All told, we’re talking about $38 in fees for items that cost Mayer about $8 to ship back to the company. The ear-wax softening drops, disposable tips, brushes and main product were not heavy. “They were as light as a feather,” she said.
Consumer complaints about “shop-at-home and catalog sales” ranked No. 4 on the Federal Trade Commission’s Top 10 complaint list.
The top complaint was identity theft, followed by debt-collection complaints and then complaints about banks and lenders ranked No. 3.
We may be more comfortable about buying things at home. But there are some fees that will definitely get you angry, as Mayer was when she saw her bill.
In the past, I’ve heard other consumers complain about skin-care products that had more shipping charges on each item — even though all the products came in the same box.
David Torok, director of planning and information at the Federal Trade Commission, said a wide range of complaints falls into that shop-at-home category.
Types of complaints: All the costs aren’t disclosed, the product is never delivered, or the guarantee isn’t much of a guarantee.
But shipping and handling fees can be a trouble spot, too, particularly on health-care products.
Some “free” trial offers have ended up as “fee” trials — or deals that unexpectedly generate more fees by automatically signing you up for recurring shipments or services.
The trick here: Make sure you read each line of your credit-card bill every month.
And yes, it’s not always easy to spot bad deals.
“If you see a $7.99 charge on your credit-card bill, you might blow right by it,” said Bill Hardekopf, CEO of LowCards.com in Birmingham, Ala., a website that provides credit-card information for consumers.
Hardekopf said he got stuck with one recurring charge program himself once and didn’t spot it right away.
The FTC has noted that some dishonest businesses often hide the terms and conditions of their offers in very small type or use pre-checked sign-up boxes as the default setting online.
Some companies may put conditions on returns and cancellations that are so strict it could be next to impossible to stop the deliveries and the billing.
Mayer’s bill notes that WaxVac can be returned for a full refund within 30 days of receipt. But here’s the trick in the wording on that statement — the refund is “less applicable postage and handling.”
Sure, they’ve got you for nearly $38 even if you ask for a refund — once they’ve added several nonrefundable shipping and handling charges to one order that arrives in the same package.

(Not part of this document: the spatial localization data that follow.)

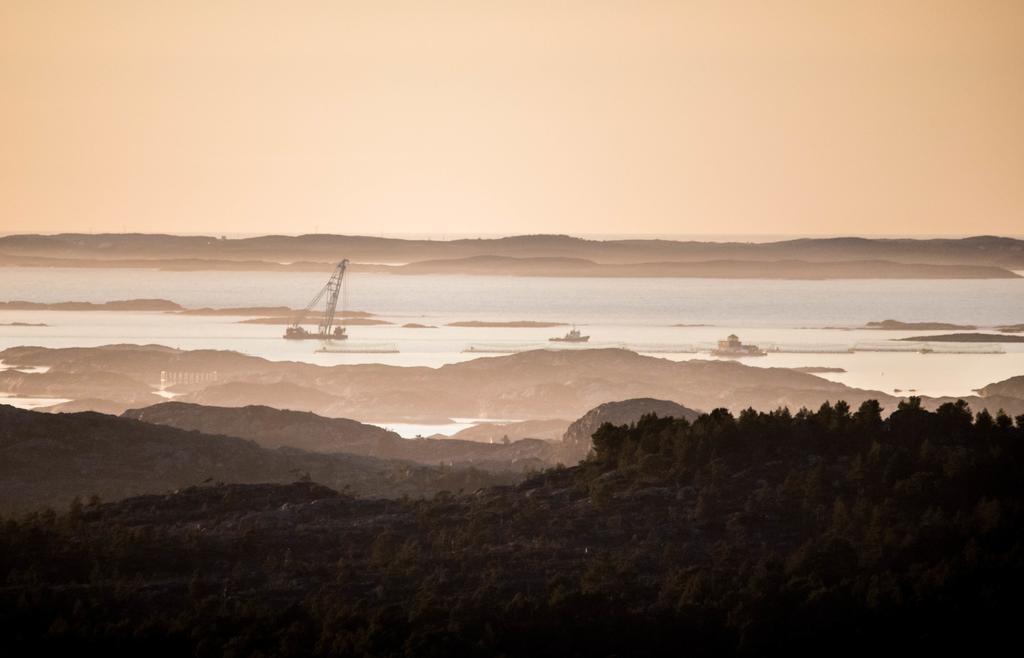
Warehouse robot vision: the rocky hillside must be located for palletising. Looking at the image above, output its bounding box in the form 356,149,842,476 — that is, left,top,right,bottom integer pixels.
559,398,699,464
978,375,1024,400
0,399,1024,658
0,405,516,513
8,345,1024,423
125,402,554,473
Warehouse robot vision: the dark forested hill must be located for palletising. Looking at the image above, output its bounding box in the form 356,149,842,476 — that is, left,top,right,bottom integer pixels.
0,404,516,513
124,402,554,473
0,398,1024,658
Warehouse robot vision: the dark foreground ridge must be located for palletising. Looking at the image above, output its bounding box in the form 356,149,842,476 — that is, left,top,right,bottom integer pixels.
0,398,1024,657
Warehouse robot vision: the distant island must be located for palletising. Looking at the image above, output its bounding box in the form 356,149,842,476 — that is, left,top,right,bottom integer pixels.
0,233,1024,279
899,334,1024,343
0,299,183,311
378,256,1020,279
446,320,568,328
864,320,978,332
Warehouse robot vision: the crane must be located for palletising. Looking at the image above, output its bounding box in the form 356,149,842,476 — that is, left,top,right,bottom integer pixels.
285,258,348,341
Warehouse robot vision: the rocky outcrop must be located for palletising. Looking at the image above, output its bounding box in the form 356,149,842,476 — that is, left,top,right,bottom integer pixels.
559,398,699,465
125,402,554,472
978,375,1024,400
0,405,520,513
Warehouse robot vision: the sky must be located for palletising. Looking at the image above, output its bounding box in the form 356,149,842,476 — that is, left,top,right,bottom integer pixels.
0,0,1024,235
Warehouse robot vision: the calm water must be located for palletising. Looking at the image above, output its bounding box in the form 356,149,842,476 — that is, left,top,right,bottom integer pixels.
0,268,1024,395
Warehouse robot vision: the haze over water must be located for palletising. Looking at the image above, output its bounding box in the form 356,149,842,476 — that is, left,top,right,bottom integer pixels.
0,268,1024,396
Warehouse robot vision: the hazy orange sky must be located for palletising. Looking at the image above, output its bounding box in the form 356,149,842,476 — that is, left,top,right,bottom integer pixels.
0,0,1024,234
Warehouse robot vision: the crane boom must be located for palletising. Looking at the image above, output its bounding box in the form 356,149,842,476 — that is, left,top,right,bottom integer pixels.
285,258,348,340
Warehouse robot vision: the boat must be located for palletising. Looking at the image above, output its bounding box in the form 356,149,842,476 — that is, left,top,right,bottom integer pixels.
285,326,348,341
711,334,768,358
548,326,590,343
283,258,348,341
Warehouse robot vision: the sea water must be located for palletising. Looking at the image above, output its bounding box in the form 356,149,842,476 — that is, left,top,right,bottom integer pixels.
0,268,1024,396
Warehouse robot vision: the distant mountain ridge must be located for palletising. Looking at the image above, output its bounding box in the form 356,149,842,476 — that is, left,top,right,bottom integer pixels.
0,233,1024,270
560,398,700,465
0,404,519,513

Product Trend has received a series of complaints from consumers who have contacted the Better Business Bureau. The BBB lists WaxVac as one of the alternative business names. Other business names or products from Product Trend include Stretch Genie, Wraptastic, Furniture Fix and Comfy Cushion.
According to BBB files, the company has a pattern of complaints concerning advertising, sales and customer-service issues.

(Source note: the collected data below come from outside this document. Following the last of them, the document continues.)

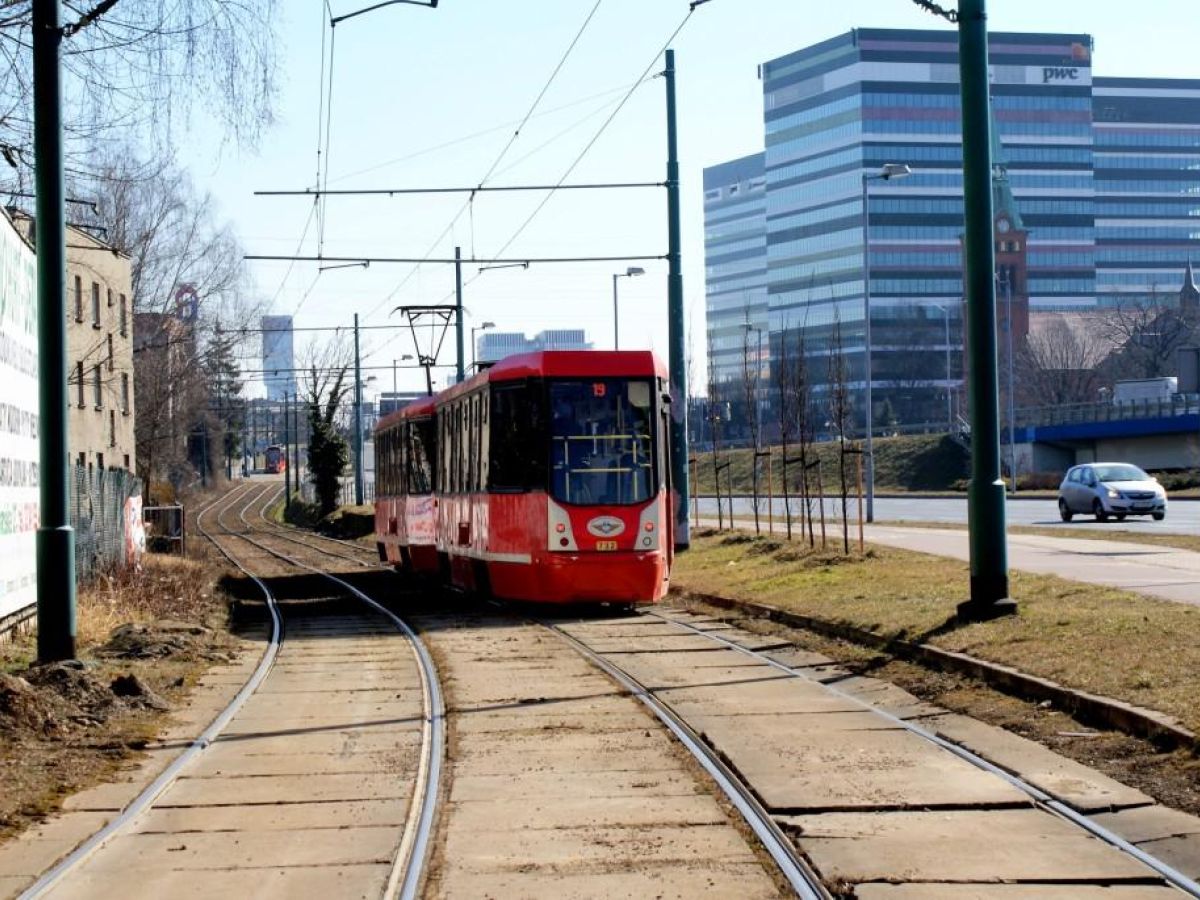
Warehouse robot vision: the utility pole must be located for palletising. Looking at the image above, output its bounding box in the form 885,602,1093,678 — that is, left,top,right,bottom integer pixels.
32,0,76,662
453,247,467,384
958,0,1016,620
662,49,691,550
292,392,304,499
282,391,292,509
354,314,360,506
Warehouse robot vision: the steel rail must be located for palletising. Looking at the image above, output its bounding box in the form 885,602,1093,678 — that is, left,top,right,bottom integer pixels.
539,622,833,900
641,612,1200,898
229,494,445,900
20,488,282,900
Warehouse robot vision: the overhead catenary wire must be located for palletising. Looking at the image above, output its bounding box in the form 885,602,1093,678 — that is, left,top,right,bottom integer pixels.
362,0,604,318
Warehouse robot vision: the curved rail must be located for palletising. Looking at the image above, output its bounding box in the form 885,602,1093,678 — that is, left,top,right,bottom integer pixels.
229,487,445,900
652,612,1200,898
20,488,282,900
540,622,832,900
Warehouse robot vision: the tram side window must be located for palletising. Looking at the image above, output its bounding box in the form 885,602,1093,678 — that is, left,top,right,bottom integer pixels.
487,383,546,491
404,419,437,494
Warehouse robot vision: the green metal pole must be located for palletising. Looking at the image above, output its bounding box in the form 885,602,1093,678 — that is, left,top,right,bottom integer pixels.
32,0,76,662
662,50,691,551
958,0,1016,619
354,313,360,506
454,247,467,382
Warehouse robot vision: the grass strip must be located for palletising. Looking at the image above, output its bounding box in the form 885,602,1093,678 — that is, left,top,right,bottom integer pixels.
672,530,1200,732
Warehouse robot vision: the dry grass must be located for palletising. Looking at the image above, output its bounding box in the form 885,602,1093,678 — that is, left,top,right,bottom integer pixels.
876,521,1200,552
77,553,225,649
672,532,1200,731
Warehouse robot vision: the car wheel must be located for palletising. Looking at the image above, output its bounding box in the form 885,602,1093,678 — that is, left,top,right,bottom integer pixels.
1058,497,1075,522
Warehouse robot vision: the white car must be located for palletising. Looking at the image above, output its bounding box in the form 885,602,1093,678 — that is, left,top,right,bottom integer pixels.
1058,462,1166,522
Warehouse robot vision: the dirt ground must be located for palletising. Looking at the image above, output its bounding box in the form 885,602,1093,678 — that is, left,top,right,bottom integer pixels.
671,595,1200,815
0,556,234,842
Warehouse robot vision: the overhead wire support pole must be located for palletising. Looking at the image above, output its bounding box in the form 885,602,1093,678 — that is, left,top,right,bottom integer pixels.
32,0,76,662
454,247,467,383
662,49,691,550
354,313,362,506
254,181,667,197
958,0,1016,620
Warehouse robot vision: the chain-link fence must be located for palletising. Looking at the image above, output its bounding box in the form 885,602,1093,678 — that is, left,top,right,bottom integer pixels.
71,466,144,581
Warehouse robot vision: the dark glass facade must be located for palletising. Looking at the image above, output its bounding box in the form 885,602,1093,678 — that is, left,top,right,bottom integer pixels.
704,29,1200,422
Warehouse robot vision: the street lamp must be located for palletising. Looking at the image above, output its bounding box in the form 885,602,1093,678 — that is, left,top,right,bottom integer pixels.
470,322,496,368
354,376,378,506
612,265,646,350
930,304,954,434
863,162,912,522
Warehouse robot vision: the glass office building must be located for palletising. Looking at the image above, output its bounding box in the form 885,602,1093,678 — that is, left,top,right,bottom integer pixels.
704,29,1200,422
704,154,767,384
1092,78,1200,306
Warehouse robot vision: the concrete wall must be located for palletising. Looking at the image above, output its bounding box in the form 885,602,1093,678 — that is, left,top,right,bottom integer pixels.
1099,434,1200,469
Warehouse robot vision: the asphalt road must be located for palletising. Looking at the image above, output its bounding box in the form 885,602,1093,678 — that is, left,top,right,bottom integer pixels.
700,497,1200,536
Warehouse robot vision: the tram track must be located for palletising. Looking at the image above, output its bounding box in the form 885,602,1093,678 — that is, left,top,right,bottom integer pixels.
549,611,1200,898
223,488,445,900
20,485,444,900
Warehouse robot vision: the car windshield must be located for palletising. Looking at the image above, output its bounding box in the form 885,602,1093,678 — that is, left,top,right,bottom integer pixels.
550,378,658,505
1092,466,1150,481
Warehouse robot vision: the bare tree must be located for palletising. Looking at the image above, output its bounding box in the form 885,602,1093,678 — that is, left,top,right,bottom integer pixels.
300,335,354,515
1103,288,1200,379
1014,317,1110,406
742,305,762,534
0,0,277,190
828,313,853,554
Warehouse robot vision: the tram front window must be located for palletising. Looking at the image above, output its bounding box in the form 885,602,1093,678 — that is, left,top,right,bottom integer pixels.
550,378,658,505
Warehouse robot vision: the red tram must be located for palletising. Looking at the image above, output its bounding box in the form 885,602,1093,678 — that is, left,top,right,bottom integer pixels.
374,350,674,604
263,444,288,475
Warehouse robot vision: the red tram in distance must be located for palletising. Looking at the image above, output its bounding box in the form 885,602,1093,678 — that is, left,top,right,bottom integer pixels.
263,444,288,475
374,350,674,605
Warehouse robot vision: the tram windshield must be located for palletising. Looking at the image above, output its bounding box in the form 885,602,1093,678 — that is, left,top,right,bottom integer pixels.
548,378,658,505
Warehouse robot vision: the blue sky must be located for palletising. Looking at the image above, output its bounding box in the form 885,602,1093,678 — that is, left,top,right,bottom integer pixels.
180,0,1200,389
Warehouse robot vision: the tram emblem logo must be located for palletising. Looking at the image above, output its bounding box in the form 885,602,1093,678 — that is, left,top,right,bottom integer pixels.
588,516,625,538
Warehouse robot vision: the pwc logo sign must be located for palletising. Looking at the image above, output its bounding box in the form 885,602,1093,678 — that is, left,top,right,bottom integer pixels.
1042,66,1079,84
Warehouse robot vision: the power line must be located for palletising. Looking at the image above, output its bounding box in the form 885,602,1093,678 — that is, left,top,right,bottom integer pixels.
362,0,604,318
242,253,667,264
254,181,667,197
484,6,696,264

The BBB report noted that some consumers have had a hard time ordering just one item because the review process is difficult and larger orders seem to be automatically placed.
Consumers also reported a hard time canceling orders.
Product Trend has a D rating on the Better Business Bureau’s grading scale of A-plus to F. See www.bbb.org.
The low rating is attributed to the length of time it has taken to resolve complaints, two complaints that were not resolved and the fact there were 281 complaints overall.
A representative from Product Trend did not comment on the fees or the Better Business Bureau report or Mayer’s case.
The most recent comment from a representative was that the company had “requested the recording of the call” to review it.